Oh Holy Fools is a split album with Son Ambulance, and One Jug Of Wine (2004) is a collaboration with Neva Dinova.

THe four-song EP Home: Volume IV (Post-Parlo, 2002) is a collaboration with Spoon's Britt Daniel. The six-song EP One Jug Of Wine Two Vessels (Crank, 2004) is a collaboration with Neva Dinova.

Two EPs, Lua (Saddle Creek, 2004) and Take It Easy (Saddle Creek, 2004), were the preludes to the twin albums of 2004.

Conor Oberst solved his identity crisis by releasing not one but albums, corresponding to two versions of himself, or, better, each to half of himself. The digital folk music of Digital Ash In A Digital Urn (Saddle Creek, 2005), that includes I Believe In Symmetry (reminiscent of Nena) and Hit The Switch, marks not so much a technological breakthrough as a new phase in the process of estrangement from his past. The spare acoustic I'm Wide Awake, It's Morning (Saddle Creek, 2005), instead, "is" his past, a cathartic process of self-glorification that starts with the rousing At The Bottom Of Everything and ends quoting Beethoven's ninth symphony. It is not the arrangement that makes the difference. In fact, the acoustic album is more experimental than the electronic album. The difference is in the posture. Emmylou Harris Both albums are self-referential, but one is so in order to get rid of the self-referentiality while the other one aims at increasing it. The latter (the acoustic Oberst) wins. The former (the digital Oberst) comes through as a bunch of leftovers from a Books or Boards Of Canada album.

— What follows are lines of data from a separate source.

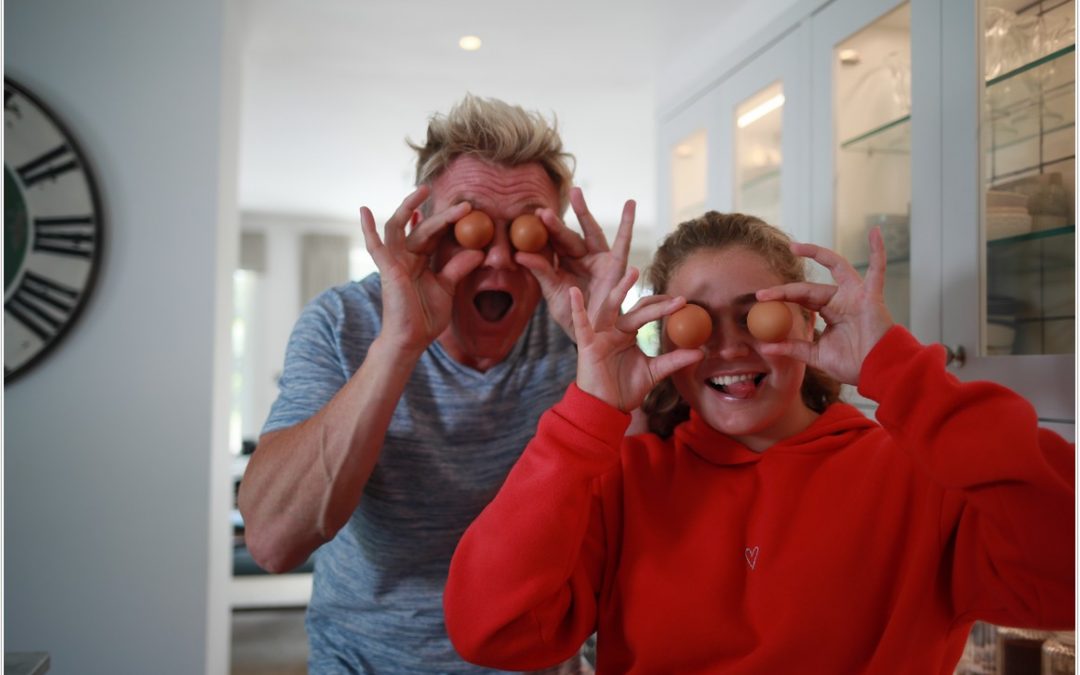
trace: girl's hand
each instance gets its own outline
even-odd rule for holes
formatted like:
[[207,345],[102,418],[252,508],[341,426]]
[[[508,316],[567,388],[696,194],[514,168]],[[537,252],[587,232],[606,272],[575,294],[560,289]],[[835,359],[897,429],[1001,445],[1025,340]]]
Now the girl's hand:
[[540,291],[544,294],[551,316],[571,340],[577,341],[567,291],[571,288],[581,289],[589,316],[596,312],[607,290],[618,283],[626,271],[637,207],[633,200],[627,200],[623,205],[619,230],[613,245],[609,247],[604,230],[589,212],[580,188],[575,187],[570,191],[570,205],[584,237],[568,228],[555,211],[539,209],[537,215],[548,229],[557,261],[553,264],[550,255],[520,251],[514,254],[514,260],[533,273],[540,283]]
[[[413,214],[427,199],[430,188],[421,186],[402,201],[386,222],[385,241],[375,229],[375,218],[360,208],[364,243],[379,269],[382,282],[383,327],[380,337],[419,354],[450,325],[454,289],[484,259],[480,251],[462,250],[443,268],[433,271],[431,255],[447,225],[471,210],[467,202],[455,204],[423,222]],[[412,223],[408,236],[406,225]]]
[[860,277],[843,256],[813,244],[792,244],[791,250],[815,260],[832,274],[836,285],[811,282],[784,284],[757,292],[758,300],[796,302],[821,314],[825,331],[817,341],[761,343],[761,353],[791,356],[846,384],[857,385],[863,360],[893,325],[885,306],[885,243],[881,231],[870,232],[870,266]]
[[567,291],[578,338],[578,388],[623,412],[640,407],[657,382],[704,357],[699,349],[678,349],[653,358],[638,348],[637,331],[679,309],[686,300],[647,296],[619,315],[619,306],[637,274],[631,267],[610,293],[597,298],[591,320],[581,289]]

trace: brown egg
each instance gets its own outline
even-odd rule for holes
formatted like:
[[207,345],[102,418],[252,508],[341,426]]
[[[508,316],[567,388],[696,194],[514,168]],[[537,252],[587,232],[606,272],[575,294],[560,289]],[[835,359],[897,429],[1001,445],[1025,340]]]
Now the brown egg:
[[780,342],[791,331],[791,310],[779,300],[759,302],[746,315],[750,334],[765,342]]
[[697,349],[712,335],[712,319],[698,305],[686,305],[667,318],[667,334],[676,347]]
[[483,211],[469,211],[454,224],[454,237],[465,248],[484,248],[495,237],[495,223]]
[[510,223],[510,242],[514,248],[526,253],[536,253],[547,245],[548,231],[544,221],[531,213],[525,213]]

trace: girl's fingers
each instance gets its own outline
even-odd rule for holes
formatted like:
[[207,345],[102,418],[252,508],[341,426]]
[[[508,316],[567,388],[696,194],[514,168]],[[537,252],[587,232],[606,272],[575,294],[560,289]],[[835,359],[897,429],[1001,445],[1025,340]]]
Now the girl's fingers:
[[638,310],[638,309],[640,309],[640,308],[642,308],[642,307],[644,307],[646,305],[651,305],[651,304],[656,303],[656,302],[667,302],[668,300],[671,300],[670,295],[646,295],[646,296],[643,296],[641,299],[639,299],[637,302],[634,303],[634,306],[630,308],[630,311],[627,312],[627,314],[629,314],[630,312],[634,312],[634,311],[636,311],[636,310]]
[[686,305],[686,298],[681,295],[674,298],[667,295],[653,296],[651,302],[645,303],[647,299],[650,298],[642,298],[633,309],[617,318],[615,328],[624,333],[636,333],[645,324],[659,321]]
[[626,262],[630,257],[630,239],[634,234],[634,216],[637,212],[637,203],[633,199],[627,199],[623,204],[622,218],[619,220],[619,230],[615,233],[615,241],[611,244],[611,252],[617,260]]
[[812,281],[796,281],[771,288],[763,288],[755,294],[760,302],[783,300],[796,302],[815,312],[829,304],[839,287],[831,284],[818,284]]
[[630,292],[630,289],[637,283],[638,270],[636,267],[627,267],[623,272],[622,278],[615,284],[615,287],[608,291],[607,297],[604,298],[604,302],[598,308],[598,311],[614,312],[618,313],[619,307],[622,307],[623,300],[626,299],[626,294]]
[[807,340],[784,340],[783,342],[762,342],[758,350],[769,356],[787,356],[803,363],[810,363],[816,345]]
[[824,246],[818,246],[817,244],[792,243],[791,251],[795,255],[810,258],[822,267],[828,269],[832,274],[832,278],[838,284],[844,283],[845,281],[851,281],[852,279],[857,281],[862,280],[862,277],[860,277],[859,273],[855,271],[855,268],[851,266],[851,263],[848,262],[847,258]]
[[885,293],[885,240],[881,228],[870,230],[870,267],[866,270],[866,288],[871,295],[880,297]]
[[705,358],[705,352],[700,349],[676,349],[665,352],[648,360],[649,374],[653,382],[659,382],[668,375],[687,366],[692,366],[703,358]]
[[581,296],[581,289],[576,286],[571,286],[567,292],[570,293],[570,318],[574,322],[574,338],[579,347],[585,347],[593,339],[592,325],[585,313],[585,300]]

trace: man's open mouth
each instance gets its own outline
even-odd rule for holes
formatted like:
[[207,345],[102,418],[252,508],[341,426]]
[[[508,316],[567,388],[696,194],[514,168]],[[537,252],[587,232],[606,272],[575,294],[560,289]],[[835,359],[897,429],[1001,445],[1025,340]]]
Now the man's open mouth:
[[514,296],[506,291],[480,291],[473,298],[473,304],[485,321],[495,323],[514,306]]

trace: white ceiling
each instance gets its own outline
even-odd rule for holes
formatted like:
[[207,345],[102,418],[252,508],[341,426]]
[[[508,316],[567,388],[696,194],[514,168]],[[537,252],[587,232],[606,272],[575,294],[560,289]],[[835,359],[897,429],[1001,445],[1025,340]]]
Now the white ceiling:
[[[242,210],[387,217],[412,189],[405,137],[472,92],[557,116],[594,213],[614,225],[634,198],[642,228],[656,221],[658,78],[671,79],[658,64],[722,55],[717,36],[745,39],[793,2],[237,1]],[[482,49],[460,50],[466,34]]]

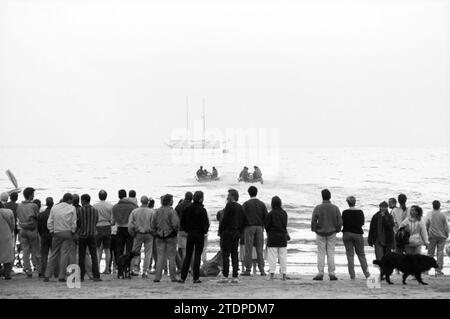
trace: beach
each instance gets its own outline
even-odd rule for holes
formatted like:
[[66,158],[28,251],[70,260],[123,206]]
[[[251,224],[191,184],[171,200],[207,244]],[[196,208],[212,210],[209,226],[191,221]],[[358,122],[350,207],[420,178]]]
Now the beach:
[[204,278],[201,284],[172,283],[164,276],[160,283],[139,277],[115,279],[102,276],[102,282],[86,280],[81,288],[68,288],[66,283],[44,283],[37,278],[27,279],[16,275],[13,280],[0,281],[0,298],[40,299],[447,299],[450,293],[448,277],[424,276],[429,285],[420,285],[409,277],[407,285],[401,284],[401,276],[391,277],[394,285],[381,283],[381,288],[368,288],[362,276],[355,281],[340,278],[338,281],[313,281],[312,276],[289,274],[290,279],[254,276],[241,278],[237,284],[217,283],[214,277]]

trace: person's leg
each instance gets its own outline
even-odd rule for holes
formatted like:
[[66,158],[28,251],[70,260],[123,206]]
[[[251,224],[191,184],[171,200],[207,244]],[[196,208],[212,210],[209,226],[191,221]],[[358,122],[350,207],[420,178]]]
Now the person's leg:
[[86,246],[87,238],[80,237],[78,239],[78,266],[80,266],[81,280],[84,280],[86,274]]
[[438,241],[435,238],[430,238],[430,245],[428,245],[428,252],[427,252],[428,256],[434,257],[434,251],[436,250],[437,243]]
[[59,264],[59,279],[66,278],[67,266],[72,264],[72,259],[75,251],[75,243],[70,232],[61,233],[62,245],[61,245],[61,258]]
[[265,274],[264,271],[264,228],[258,226],[256,228],[256,258],[258,260],[258,268],[261,275]]
[[230,254],[231,254],[231,240],[228,232],[224,232],[221,237],[221,250],[222,250],[222,274],[225,278],[228,278],[230,273]]
[[326,254],[326,238],[316,235],[317,244],[317,270],[319,276],[323,276],[325,272],[325,254]]
[[[133,241],[133,251],[139,252],[139,256],[141,254],[142,244],[144,243],[145,235],[144,234],[136,234]],[[139,256],[136,256],[133,258],[133,261],[131,262],[131,267],[135,268],[140,264],[140,258]],[[139,263],[139,264],[138,264]],[[134,267],[133,267],[134,266]],[[140,265],[139,265],[140,266]],[[145,269],[144,269],[145,273]]]
[[281,274],[287,274],[287,247],[278,248],[278,259],[280,261]]
[[150,267],[150,259],[152,258],[153,252],[153,236],[146,234],[144,236],[144,268],[142,270],[143,275],[147,275]]
[[169,274],[172,281],[177,280],[177,237],[167,239],[166,252],[169,259]]
[[342,241],[345,247],[345,254],[347,255],[348,274],[350,275],[351,279],[355,279],[355,263],[354,263],[355,251],[351,233],[345,232],[342,235]]
[[367,265],[366,254],[364,252],[364,237],[362,234],[355,234],[354,237],[355,251],[359,259],[359,264],[361,265],[364,276],[368,278],[370,273],[369,266]]
[[124,234],[123,229],[124,227],[117,227],[117,235],[116,235],[117,259],[119,259],[119,257],[124,254],[126,236]]
[[195,238],[193,234],[188,234],[186,242],[186,257],[183,260],[181,267],[181,280],[186,280],[189,267],[191,265],[192,253],[194,252]]
[[89,254],[91,255],[91,261],[92,261],[92,276],[94,279],[100,278],[100,270],[98,267],[98,259],[97,259],[97,245],[95,242],[95,237],[91,236],[88,238],[88,248],[89,248]]
[[51,244],[52,244],[51,237],[42,237],[41,238],[41,274],[42,275],[45,275],[45,271],[47,270],[48,253],[50,251]]
[[5,279],[11,279],[11,271],[13,268],[13,263],[4,263],[3,264],[3,276]]
[[327,236],[327,244],[326,244],[326,250],[327,250],[327,263],[328,263],[328,275],[334,276],[336,271],[336,265],[334,263],[334,253],[335,253],[335,247],[336,247],[336,234]]
[[133,249],[133,240],[134,238],[128,233],[128,228],[125,228],[125,254],[128,254]]
[[195,255],[194,255],[194,266],[192,267],[192,274],[194,280],[199,280],[200,278],[200,261],[202,258],[203,244],[204,244],[203,234],[196,234],[194,237],[195,245]]
[[30,250],[31,258],[33,260],[33,266],[36,267],[36,271],[41,275],[41,250],[40,250],[40,240],[37,230],[29,232],[30,238]]
[[202,251],[202,264],[208,261],[208,234],[204,235],[203,251]]
[[233,265],[233,278],[237,278],[239,276],[239,253],[238,253],[239,237],[240,237],[239,232],[235,232],[233,234],[231,242],[231,263]]
[[33,269],[31,268],[31,264],[30,264],[30,253],[31,253],[31,247],[30,247],[30,242],[28,240],[28,231],[21,229],[20,233],[19,233],[19,240],[20,240],[20,245],[22,246],[22,261],[23,261],[23,271],[27,274],[27,275],[31,275],[31,273],[33,272]]
[[384,256],[383,246],[381,246],[380,244],[375,243],[374,244],[374,249],[375,249],[375,259],[376,260],[381,260],[381,258],[383,258],[383,256]]
[[47,263],[47,269],[45,270],[45,278],[50,278],[55,271],[56,266],[58,265],[59,269],[59,260],[60,260],[60,253],[61,253],[61,246],[64,239],[59,235],[55,234],[52,238],[52,251],[50,254],[50,258]]
[[267,259],[269,262],[269,273],[274,274],[277,267],[277,247],[267,247]]
[[252,269],[252,249],[253,242],[256,234],[255,226],[247,226],[244,230],[244,244],[245,244],[245,256],[244,256],[244,264],[245,264],[245,273],[249,274]]
[[166,242],[162,238],[156,238],[156,250],[158,252],[158,260],[156,261],[155,280],[161,280],[162,270],[166,261]]
[[445,249],[445,239],[439,239],[437,241],[437,264],[439,269],[436,270],[436,273],[441,274],[442,269],[444,268],[444,249]]

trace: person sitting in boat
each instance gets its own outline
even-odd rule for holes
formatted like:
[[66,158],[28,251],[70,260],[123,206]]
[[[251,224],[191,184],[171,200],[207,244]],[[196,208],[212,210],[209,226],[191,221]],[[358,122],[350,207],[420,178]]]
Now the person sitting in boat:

Cassadaga (Saddle Creek, 2007) tried to capitalize on all the experiments of the previous albums. Ironically, this meta-experiment succeeds mainly in two directions, that are also the most traditional: the orchestral ballad, best represented by Clairaudients and especially Make a Plan to Love Me, and Bob Dylan-tinged roots-rock, notably Soul Singer in a Session Band and especially Four Winds.

Noise Floor (Saddle Creek, 2006) collects rarities.

Georgia's Now It's Overhead, fronted by Bright Eyes' Andy LeMaster, released Now It's Overhead (Saddle Creek) and Fall Back Open (Saddle Creek, 2004).

Oberst, who had already self-released a few cassettes in the 1990s, debuted solo with the radio-friendly blue-collar rock of Conor Oberst (Merge, 2008). His second solo album Outer South (Merge, 2009) was credited to Conor Oberst And The Mystic Valley Band, which was, after all, just a rock and roll band with the only ambition to play some old-fashioned rock songs.

Meanwhile, Conor Oberst and Mike Mogis, My Morning Jacket's Jim James, and M Ward formed the Monsters Of Folk in the vein of Crosby Stills Nash & Young, and released the ambitious Monsters Of Folk (2009), containing Dear God and Slow Down Jo.

Bright Eyes morphed into a mellower and shinier creature on The People's Key (2011), a collection of songs that sound slick by Oberst's standards, and that include catchy singalongs like Jejune Stars and One For You One For Me. A bit of transgression transpires from the soaring Shell Games and the psychedelic Haile Selassie , and especially from the angrier Triple Spiral, but mostly this is a calm and mature journey, devoid of traumas. The old (young) Oberst still flagellates himself only in the spare Ladder Song. A notable contribution comes from keyboardist Nate Walcott, who adds sophisticated touches reminiscent of the new wave of the 1970s.

Conor Oberst's Upside Down Mountain (Nonesuch, 2014) sounds like the Los Angeles school of singer-songwriters of the 1970s, but the lush arrangements mostly hijack the songs.

Following the Desaparecidos' blistering punk-folk album Payola (2015), Conor Oberst released the solo album Ruminations (2016), a collection of gloomy fragile naked songs, perhaps his best solo album or at least his most personal one, and a version of it with professional arrangements, Salutations (2017).

Oberst also formed Better Oblivion Community Center with Phoebe Bridgers. Their album Better Oblivion Community Center (2019) contains Didn't Know What I Was In For and Dylan Thomas, but also a lot of filler.

Bright Eyes returned after nine years with Down in the Weeds Where the World Once Was (2020), their best album in a decade, that contains the previous singles Persona Non Grata, Forced Convalescence, One and Done and Mariana Trench, besides new gems like Calais to Dover and Dance and Sing.